Industry Group BITS's New President Focusing on Email Security

Many people have received that email that purports to be from the IRS or their bank and that requests personal information, but turns out to be a phishing lure used by crooks to dupe people into opening fake emails for the purpose of fraud, ID theft or other web-related crime.

Paul Smocer, who was just named president of BITS, the technology wing of the Financial Services Roundtable, is among those on the front lines of the battle to help banks fight phishing and other criminal activities.

A former manager of technology risk support at Bank of New York and CISO at Mellon Financial who first joined BITS in 2008, Smocer succeeds Leigh Williams, who departed the Roundtable to serve as Director of the Office of Critical Infrastructure Protection and Compliance Policy at the U.S. Department of the Treasury.

One of Smocer's first moves will be to release a reporting mechanism that internet service providers (ISPs) can use to present authentication and security measures to BITS' members as part of reporting.

The new mechanism, which will be available in the next month or so, will aggregate email traffic data and domain ownership information from the ISPs to determine how the source of the email is authenticated as part of spam or phishing prevention techniques.

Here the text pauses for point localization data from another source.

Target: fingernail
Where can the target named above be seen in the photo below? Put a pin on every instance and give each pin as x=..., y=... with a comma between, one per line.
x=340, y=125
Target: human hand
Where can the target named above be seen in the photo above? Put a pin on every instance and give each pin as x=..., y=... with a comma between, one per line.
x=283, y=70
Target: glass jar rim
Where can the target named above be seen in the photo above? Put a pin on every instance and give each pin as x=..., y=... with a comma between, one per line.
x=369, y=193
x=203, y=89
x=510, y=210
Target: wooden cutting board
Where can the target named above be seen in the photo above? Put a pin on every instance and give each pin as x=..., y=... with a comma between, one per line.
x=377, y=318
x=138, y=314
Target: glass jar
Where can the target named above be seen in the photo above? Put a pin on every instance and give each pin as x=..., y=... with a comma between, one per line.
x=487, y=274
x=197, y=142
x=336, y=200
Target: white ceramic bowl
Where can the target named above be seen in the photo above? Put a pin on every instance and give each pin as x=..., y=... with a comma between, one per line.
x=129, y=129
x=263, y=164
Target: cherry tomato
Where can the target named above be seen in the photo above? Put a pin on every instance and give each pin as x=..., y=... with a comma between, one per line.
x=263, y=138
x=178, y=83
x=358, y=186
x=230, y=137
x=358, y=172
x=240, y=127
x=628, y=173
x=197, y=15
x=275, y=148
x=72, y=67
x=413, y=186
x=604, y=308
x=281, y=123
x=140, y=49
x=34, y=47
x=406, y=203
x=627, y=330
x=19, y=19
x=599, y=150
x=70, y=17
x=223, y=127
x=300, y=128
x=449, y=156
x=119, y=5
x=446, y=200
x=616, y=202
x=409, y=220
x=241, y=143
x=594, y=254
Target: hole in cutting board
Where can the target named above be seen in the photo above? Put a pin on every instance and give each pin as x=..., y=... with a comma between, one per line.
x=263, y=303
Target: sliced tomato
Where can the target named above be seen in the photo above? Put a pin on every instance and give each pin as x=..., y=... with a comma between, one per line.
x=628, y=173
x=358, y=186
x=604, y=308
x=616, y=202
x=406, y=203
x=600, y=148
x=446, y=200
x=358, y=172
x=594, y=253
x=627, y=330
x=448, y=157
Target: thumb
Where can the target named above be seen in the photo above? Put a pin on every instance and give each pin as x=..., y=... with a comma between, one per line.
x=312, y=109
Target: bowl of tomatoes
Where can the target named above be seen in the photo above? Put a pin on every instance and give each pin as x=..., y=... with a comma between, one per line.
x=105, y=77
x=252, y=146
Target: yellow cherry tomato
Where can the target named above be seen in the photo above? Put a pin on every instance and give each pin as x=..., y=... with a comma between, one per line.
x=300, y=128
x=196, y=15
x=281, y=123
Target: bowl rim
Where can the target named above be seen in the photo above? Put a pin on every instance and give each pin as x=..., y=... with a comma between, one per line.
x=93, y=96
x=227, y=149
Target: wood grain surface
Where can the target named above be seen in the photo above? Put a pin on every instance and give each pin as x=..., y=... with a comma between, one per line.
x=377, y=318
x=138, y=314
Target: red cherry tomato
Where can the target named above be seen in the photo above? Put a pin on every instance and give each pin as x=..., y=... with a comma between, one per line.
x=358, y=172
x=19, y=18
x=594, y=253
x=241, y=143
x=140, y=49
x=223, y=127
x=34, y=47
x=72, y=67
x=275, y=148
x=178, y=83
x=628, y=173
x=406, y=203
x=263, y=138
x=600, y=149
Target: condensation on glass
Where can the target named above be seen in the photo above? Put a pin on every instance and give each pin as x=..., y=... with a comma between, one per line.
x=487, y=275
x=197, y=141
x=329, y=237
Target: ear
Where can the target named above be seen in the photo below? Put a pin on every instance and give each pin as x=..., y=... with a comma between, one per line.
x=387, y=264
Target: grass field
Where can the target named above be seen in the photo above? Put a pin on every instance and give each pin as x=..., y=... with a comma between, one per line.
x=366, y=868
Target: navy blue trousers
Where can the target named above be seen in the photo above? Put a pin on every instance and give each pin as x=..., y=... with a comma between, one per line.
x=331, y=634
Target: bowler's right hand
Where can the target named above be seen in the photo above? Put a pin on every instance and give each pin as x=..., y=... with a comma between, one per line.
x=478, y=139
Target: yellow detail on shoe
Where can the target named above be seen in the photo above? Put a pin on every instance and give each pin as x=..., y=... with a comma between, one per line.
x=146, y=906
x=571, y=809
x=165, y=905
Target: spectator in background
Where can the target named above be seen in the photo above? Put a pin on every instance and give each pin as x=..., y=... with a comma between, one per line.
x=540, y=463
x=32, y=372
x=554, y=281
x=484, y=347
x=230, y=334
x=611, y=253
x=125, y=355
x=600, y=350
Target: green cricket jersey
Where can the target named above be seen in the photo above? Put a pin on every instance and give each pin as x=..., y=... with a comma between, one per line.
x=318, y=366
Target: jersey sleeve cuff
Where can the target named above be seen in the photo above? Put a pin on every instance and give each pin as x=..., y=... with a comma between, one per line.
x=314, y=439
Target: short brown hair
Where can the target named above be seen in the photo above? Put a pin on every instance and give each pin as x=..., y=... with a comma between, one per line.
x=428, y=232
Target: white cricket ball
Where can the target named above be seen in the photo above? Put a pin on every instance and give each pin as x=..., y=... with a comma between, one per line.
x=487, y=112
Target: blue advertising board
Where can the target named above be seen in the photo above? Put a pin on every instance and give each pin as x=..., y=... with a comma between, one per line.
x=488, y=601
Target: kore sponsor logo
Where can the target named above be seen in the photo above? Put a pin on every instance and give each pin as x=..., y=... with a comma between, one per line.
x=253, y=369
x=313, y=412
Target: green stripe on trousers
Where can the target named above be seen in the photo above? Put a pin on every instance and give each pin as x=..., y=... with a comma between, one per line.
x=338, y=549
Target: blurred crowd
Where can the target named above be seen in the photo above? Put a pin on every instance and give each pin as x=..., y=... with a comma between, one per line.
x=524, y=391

"We can help our members understand where there may be issues… where they may need to strengthen protections," says Smocer, who says the new release is an interim step in a larger project among BITS, ISPs and other email-centric industries (retail and gift card firms among them) that aims to bring more detail to domain authentication and reporting. While that larger initiative will continue into next year, Smocer says the interim standard will aggregate existing email data such as domain registration and traffic as part of ISP reports on email security posture.

The new reporting mechanism, and the broader authentication project, will stand on the shoulders of existing email authentication standards developed with the help of BITS that are designed to validate that the sender of an email is actually the proper sender and not an impostor. "Part of the information that our members will be getting is that the email in their legitimate domain has been authenticated and comes from a legitimate domain that's owned by the organization, as opposed to someone in the background," he says.

Smocer, who was previously an executive vice president at BITS and has led multiple email security initiatives at the group, says most ISPs are doing a good job at this authentication, but there is room for improvement in how the ISPs actually report this information to the financial institutions.

"Email exists in a broad ecosystem that involves multiple players across the Internet," says Smocer. "One challenge is to get everybody in that ecosystem to accept standards [that protect emails]. Most ISPs have reached that point, they are also concerned about email authentication. Right now, we are working with the ISP community and our institutions around new standards that relate to how ISPs and other email providers report back whether email is authenticated and conforms [to protection standards]."

Additionally, some ISPs are providing deeper details on specific phishing and fraud prevention techniques than others.

"Each [ISP] provides different types of information," Smocer says. "There are dozens of ISPs that have email systems …and they are all providing information in a slightly different manner and with slightly different levels of detail."

Smocer says BITS is also working on an online identity protection project that leverages deeper information from government sources such as the IRS and Social Security Administration as part of identity protection.